I HAVE received ten strings of coins, two packets of river nori,1 and twenty bundles of ginger. No words can express how moved I am that you remembered me with fondness, just when I was wondering whether the events in Kamakura would end up having been mere fleeting encounters.
I had been lamenting that if the late Ueno, your husband, were alive, I could at any moment tell him things, or listen to what he had to say, and now I wonder if he did not make himself young again and stay behind in the form of his precious, beloved son. Words fail me when I see that not only is there a perfect resemblance, but even his heart is the same. I was told that your husband had attained Buddhahood through the Lotus Sutra, so I went to pay my respects at his grave.
Again, no words suffice to describe sincerity like yours. I began my life here in the mountains this year during a drought and famine, and my dwelling looks as if it were made of leaves laid out beneath the trees. Just try and imagine it!
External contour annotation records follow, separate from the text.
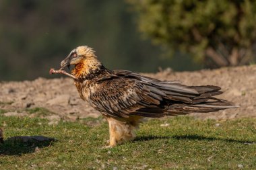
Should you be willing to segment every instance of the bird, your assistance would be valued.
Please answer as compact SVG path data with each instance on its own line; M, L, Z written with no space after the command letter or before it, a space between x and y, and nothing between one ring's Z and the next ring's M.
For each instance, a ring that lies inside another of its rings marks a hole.
M233 103L215 97L222 93L215 85L188 86L177 81L160 81L126 70L110 70L95 51L80 46L61 61L59 71L74 79L80 97L106 119L113 147L135 138L145 118L207 113L235 108ZM73 65L71 74L65 67Z
M0 143L3 143L3 130L0 128Z

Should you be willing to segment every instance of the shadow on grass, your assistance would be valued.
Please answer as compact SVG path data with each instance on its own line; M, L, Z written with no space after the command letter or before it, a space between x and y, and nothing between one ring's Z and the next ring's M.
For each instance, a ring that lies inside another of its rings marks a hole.
M43 136L14 136L0 144L0 155L20 155L49 146L56 139Z
M220 140L226 142L236 142L236 143L243 143L243 144L254 144L255 141L249 141L249 140L235 140L231 138L220 138L215 137L205 137L203 136L199 136L197 134L189 134L189 135L177 135L172 136L138 136L136 137L133 141L146 141L156 139L177 139L177 140L207 140L207 141L213 141L213 140Z

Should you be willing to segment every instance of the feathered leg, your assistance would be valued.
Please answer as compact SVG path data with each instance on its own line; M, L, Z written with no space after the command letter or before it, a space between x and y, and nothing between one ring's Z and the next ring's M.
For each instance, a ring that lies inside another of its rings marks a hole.
M108 147L133 140L135 137L134 131L141 122L141 119L140 116L133 116L121 120L107 117L110 136Z

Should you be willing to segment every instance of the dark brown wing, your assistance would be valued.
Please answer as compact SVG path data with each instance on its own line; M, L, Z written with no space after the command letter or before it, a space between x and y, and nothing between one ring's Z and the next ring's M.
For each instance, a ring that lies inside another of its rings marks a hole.
M213 96L222 93L217 86L186 86L160 81L127 71L114 71L98 78L90 103L100 112L127 118L177 116L237 108Z

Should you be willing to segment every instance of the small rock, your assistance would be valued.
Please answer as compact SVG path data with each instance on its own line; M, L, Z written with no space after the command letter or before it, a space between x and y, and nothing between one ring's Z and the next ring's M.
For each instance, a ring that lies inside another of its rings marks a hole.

Recently I offered up a portion of the benefit from a recitation of the sutra for the peaceful repose of your late husband. I was unable to restrain my tears, thinking how important it is that people have fine children. King Wonderful Adornment was led to the way of the Buddha by his two sons. That king was a man of erroneous views. The late Ueno was a man of good views, and bears no resemblance to him. Nam-myoho-renge-kyo, Nam-myoho-renge-kyo.
The twenty-sixth day of the seventh month
Written in reply
You had best avoid speaking indiscriminately about Buddhist doctrines to others. I say this for the sake of the young Ueno.
Nichiren Daishonin wrote this letter on the twenty-sixth day of the seventh month in 1274 at Minobu. It is thought that he wrote it to the lay nun Ueno in Ueno Village of Suruga Province. She was the widow of Nanjō Hyōe 496Shichirō, who had passed away in 1265, and the mother of Nanjō Tokimitsu. Tokimitsu had brought offerings from his mother to the Daishonin at Minobu, and he thanks her for these, remarking on the resemblance the son bears to his father, whom the Daishonin knew in Kamakura, and saying that this resemblance extends beyond the physical to the heart and faith that the son also possesses.